- Marigat Location of Marigat
- Coordinates: 0°28′N 35°59′E﻿ / ﻿0.47°N 35.98°E
- Country: Kenya
- County: Baringo County
- Time zone: UTC+3 (EAT)

= Marigat =

Marigat is a small town in Baringo County, Kenya.

Marigat is a fast-growing town located in the lowlands of Baringo County which was named after the Tugen name for narrowing corners. Its growth is supported by the Perkerra irrigation scheme where onions, pepper, papaws and maize, among other crops, are grown. Marigat town is about 20 km from both the famous L. Baringo and L. Bogoria; this exposes the town to new a ideology through interaction between visitors and the locals. Marketing of local products such as honey (enaisho), goat's meat (nkirri), and cultural artifacts is made effective by the surging local and foreign tourists and travellers.

Tourists go for art such as braided callabush, the ilchamus club, ilchamus sheets and the tugen bow and arrows.
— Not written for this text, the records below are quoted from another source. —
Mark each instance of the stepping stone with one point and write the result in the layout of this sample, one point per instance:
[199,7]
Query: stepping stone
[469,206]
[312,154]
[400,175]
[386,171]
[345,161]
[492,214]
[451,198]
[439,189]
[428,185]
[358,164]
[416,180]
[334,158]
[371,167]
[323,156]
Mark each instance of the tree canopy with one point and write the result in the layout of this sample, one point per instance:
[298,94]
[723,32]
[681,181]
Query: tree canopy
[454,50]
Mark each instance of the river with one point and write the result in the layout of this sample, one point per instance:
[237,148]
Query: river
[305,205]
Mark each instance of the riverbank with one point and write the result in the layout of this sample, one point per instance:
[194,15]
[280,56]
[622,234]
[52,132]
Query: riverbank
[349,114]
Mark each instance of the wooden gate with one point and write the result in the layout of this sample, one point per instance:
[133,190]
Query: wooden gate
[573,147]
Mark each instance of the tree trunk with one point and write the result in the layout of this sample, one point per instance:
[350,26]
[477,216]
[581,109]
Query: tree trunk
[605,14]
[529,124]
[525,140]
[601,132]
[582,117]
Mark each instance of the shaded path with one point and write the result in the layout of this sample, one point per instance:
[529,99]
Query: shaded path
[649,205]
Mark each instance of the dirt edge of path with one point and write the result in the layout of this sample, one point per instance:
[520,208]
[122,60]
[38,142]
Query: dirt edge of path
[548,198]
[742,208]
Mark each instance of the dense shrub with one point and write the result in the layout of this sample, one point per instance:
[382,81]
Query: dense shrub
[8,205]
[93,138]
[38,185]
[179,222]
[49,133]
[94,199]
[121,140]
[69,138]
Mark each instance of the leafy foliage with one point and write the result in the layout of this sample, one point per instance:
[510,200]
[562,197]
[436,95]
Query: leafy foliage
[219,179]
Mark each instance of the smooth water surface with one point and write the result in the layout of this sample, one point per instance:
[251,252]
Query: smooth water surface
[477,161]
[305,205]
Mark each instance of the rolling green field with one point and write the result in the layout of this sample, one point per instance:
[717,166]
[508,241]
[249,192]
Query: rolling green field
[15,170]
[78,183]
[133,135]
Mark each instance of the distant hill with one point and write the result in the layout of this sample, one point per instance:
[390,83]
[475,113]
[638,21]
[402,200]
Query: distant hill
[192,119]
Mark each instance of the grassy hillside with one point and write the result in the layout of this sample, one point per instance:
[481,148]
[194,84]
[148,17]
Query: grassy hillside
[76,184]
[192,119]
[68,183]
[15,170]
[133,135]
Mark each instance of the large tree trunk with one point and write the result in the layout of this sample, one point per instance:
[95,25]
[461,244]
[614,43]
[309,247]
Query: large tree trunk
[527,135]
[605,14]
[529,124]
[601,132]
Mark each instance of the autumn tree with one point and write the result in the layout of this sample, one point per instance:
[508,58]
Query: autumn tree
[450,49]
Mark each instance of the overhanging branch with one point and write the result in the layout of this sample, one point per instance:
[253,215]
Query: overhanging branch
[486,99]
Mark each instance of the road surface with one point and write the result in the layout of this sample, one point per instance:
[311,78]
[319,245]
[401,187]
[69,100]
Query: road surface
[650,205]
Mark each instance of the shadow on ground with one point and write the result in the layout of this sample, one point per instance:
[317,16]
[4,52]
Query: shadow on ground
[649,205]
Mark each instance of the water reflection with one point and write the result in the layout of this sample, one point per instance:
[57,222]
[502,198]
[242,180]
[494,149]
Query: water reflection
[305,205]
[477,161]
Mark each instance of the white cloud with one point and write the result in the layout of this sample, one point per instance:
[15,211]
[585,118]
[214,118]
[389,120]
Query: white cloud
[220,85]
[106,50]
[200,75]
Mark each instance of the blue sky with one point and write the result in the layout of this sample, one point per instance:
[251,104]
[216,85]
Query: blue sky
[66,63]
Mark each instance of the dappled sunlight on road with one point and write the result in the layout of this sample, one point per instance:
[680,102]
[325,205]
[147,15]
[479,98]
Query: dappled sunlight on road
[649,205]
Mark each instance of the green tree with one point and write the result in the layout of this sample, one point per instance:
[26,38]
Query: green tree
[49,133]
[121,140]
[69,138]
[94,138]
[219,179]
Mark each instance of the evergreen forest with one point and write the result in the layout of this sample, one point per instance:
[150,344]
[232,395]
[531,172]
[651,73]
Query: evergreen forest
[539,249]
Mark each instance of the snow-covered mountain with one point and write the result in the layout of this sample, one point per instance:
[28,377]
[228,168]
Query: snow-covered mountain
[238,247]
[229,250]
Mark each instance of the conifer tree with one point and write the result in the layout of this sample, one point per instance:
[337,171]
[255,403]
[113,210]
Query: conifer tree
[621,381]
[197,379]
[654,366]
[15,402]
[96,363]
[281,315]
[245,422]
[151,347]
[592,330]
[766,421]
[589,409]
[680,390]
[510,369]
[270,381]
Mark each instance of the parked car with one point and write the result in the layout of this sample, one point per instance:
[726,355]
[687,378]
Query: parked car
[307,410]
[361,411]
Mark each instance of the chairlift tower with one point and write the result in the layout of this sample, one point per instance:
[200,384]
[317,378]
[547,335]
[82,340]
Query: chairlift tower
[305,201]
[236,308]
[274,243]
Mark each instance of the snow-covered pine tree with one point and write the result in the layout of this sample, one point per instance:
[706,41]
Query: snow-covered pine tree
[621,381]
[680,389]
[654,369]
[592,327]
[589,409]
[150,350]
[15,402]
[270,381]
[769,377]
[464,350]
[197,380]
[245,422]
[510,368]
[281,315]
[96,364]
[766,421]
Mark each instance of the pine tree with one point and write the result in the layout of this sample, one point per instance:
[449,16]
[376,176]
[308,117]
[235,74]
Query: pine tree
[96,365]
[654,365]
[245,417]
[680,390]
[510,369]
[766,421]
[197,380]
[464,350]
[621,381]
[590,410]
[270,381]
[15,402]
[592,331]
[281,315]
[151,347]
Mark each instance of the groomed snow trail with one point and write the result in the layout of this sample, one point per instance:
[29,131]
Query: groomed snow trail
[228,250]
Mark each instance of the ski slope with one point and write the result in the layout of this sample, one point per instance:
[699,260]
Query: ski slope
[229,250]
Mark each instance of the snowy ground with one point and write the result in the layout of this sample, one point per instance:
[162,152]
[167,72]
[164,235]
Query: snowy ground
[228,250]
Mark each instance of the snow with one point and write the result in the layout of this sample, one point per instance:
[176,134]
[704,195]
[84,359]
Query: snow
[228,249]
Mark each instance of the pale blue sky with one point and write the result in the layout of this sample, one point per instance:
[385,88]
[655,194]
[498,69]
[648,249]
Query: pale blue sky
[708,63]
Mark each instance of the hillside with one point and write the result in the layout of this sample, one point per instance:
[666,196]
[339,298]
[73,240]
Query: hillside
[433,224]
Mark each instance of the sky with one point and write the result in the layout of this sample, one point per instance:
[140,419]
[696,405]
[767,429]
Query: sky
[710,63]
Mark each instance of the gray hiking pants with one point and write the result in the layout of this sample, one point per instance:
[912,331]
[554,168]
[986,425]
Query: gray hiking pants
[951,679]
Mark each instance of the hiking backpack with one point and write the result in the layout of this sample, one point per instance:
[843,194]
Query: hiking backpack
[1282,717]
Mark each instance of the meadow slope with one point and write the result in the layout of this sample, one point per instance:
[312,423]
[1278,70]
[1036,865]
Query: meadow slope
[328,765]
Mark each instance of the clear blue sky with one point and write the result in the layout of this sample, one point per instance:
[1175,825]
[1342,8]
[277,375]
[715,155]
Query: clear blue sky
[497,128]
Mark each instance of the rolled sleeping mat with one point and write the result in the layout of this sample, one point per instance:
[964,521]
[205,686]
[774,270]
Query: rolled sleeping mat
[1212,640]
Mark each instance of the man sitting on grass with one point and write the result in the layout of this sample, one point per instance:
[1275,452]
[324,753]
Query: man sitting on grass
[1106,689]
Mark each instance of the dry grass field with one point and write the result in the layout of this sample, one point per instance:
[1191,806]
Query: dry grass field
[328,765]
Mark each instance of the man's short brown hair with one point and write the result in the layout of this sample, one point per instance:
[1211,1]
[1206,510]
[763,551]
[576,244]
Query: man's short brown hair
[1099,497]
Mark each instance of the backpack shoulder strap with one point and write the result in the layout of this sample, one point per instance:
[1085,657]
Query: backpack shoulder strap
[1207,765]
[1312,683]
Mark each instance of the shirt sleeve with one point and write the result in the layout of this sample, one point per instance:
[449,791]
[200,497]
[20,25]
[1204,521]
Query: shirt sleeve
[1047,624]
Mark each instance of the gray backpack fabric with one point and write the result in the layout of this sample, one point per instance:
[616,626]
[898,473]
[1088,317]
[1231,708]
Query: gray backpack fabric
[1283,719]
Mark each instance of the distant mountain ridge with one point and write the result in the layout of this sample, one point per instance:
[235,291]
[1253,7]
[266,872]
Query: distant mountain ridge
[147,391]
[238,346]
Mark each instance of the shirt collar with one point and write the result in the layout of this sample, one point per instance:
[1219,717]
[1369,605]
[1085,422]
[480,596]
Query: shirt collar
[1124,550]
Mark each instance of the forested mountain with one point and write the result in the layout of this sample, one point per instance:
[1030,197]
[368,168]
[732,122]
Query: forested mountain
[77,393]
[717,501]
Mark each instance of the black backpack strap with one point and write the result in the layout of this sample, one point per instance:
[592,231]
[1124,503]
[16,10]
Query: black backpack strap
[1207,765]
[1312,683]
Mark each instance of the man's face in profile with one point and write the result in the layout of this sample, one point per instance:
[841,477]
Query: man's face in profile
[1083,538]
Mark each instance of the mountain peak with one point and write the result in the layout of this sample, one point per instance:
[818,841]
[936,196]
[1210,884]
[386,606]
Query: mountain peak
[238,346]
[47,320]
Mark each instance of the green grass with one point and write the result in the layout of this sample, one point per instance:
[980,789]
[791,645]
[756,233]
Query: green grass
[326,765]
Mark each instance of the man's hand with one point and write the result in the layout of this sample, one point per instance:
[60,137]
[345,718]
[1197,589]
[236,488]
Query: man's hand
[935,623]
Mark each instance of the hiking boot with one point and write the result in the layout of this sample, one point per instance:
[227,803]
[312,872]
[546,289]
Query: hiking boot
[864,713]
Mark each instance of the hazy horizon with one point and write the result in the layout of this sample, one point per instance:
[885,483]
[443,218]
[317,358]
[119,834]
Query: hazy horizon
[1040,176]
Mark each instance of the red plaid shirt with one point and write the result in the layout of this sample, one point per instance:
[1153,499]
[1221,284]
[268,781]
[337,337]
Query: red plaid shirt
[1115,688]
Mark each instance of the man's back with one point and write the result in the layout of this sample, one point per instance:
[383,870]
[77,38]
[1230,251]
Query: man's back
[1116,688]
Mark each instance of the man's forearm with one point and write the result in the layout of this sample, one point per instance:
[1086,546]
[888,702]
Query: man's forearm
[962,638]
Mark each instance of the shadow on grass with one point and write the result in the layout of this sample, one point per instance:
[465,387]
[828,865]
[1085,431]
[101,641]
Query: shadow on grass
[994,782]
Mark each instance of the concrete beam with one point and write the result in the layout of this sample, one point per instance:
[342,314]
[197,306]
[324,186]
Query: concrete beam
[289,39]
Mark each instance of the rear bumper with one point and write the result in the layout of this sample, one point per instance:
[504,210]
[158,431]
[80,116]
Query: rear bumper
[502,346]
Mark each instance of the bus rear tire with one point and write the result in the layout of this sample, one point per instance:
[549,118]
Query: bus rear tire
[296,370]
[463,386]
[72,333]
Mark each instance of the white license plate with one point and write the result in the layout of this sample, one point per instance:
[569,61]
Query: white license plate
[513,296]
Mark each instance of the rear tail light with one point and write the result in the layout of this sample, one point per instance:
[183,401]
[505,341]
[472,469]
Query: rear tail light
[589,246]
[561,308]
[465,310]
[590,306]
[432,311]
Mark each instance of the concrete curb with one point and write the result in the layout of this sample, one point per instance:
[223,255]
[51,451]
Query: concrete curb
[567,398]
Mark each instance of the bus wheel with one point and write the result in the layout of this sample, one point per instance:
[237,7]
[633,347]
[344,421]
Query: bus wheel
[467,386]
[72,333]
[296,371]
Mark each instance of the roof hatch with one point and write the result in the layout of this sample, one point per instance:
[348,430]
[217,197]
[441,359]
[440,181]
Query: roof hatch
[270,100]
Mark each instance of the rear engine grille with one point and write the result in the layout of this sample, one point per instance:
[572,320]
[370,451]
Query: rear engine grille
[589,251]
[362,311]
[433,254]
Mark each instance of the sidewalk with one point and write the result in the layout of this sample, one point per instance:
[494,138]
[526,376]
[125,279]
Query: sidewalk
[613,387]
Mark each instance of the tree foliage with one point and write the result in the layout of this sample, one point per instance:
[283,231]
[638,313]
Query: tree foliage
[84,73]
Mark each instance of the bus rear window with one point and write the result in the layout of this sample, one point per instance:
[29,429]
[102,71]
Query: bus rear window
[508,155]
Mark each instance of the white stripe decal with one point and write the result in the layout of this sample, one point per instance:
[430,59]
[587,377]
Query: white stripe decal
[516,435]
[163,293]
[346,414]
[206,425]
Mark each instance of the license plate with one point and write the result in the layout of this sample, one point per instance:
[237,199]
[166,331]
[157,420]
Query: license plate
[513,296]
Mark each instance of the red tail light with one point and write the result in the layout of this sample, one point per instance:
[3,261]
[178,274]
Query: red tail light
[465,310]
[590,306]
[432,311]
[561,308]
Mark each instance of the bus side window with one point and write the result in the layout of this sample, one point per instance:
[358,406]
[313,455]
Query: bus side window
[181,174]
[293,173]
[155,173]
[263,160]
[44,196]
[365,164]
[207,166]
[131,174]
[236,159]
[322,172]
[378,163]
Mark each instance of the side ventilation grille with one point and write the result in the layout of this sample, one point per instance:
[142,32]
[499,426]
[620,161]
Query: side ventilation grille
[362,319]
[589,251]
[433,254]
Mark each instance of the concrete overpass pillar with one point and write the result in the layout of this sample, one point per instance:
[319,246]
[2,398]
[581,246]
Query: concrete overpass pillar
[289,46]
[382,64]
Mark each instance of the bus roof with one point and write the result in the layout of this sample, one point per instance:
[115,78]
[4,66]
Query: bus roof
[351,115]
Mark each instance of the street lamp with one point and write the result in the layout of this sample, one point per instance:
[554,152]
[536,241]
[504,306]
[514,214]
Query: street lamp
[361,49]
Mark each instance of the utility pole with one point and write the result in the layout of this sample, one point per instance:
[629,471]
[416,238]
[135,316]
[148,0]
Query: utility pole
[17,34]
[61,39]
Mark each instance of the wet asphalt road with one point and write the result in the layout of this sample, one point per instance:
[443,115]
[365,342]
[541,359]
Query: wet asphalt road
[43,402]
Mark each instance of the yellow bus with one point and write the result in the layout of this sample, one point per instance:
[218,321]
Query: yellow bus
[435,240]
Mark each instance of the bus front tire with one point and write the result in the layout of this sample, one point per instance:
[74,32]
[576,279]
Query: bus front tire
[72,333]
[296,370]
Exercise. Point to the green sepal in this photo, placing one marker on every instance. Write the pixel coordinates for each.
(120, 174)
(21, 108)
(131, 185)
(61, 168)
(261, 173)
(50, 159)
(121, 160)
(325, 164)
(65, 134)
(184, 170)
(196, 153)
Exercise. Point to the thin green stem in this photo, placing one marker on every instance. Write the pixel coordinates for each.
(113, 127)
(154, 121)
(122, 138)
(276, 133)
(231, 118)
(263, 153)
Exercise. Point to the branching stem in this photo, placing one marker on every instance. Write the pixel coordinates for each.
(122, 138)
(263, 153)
Passengers buy onions, tomatoes, honey, water, melon, bananas, oranges from the Parkerra irrigation scheme as they wait for the bus at the Matatu stage to surprise their families.

Marigat is inhabited by the Tugen (Samor) mainly from the upper regions, i.e. south, southeast and southwest, the Ilchamus mainly from the low regions northwards and the western Pokot communities who are mainly pastoralists.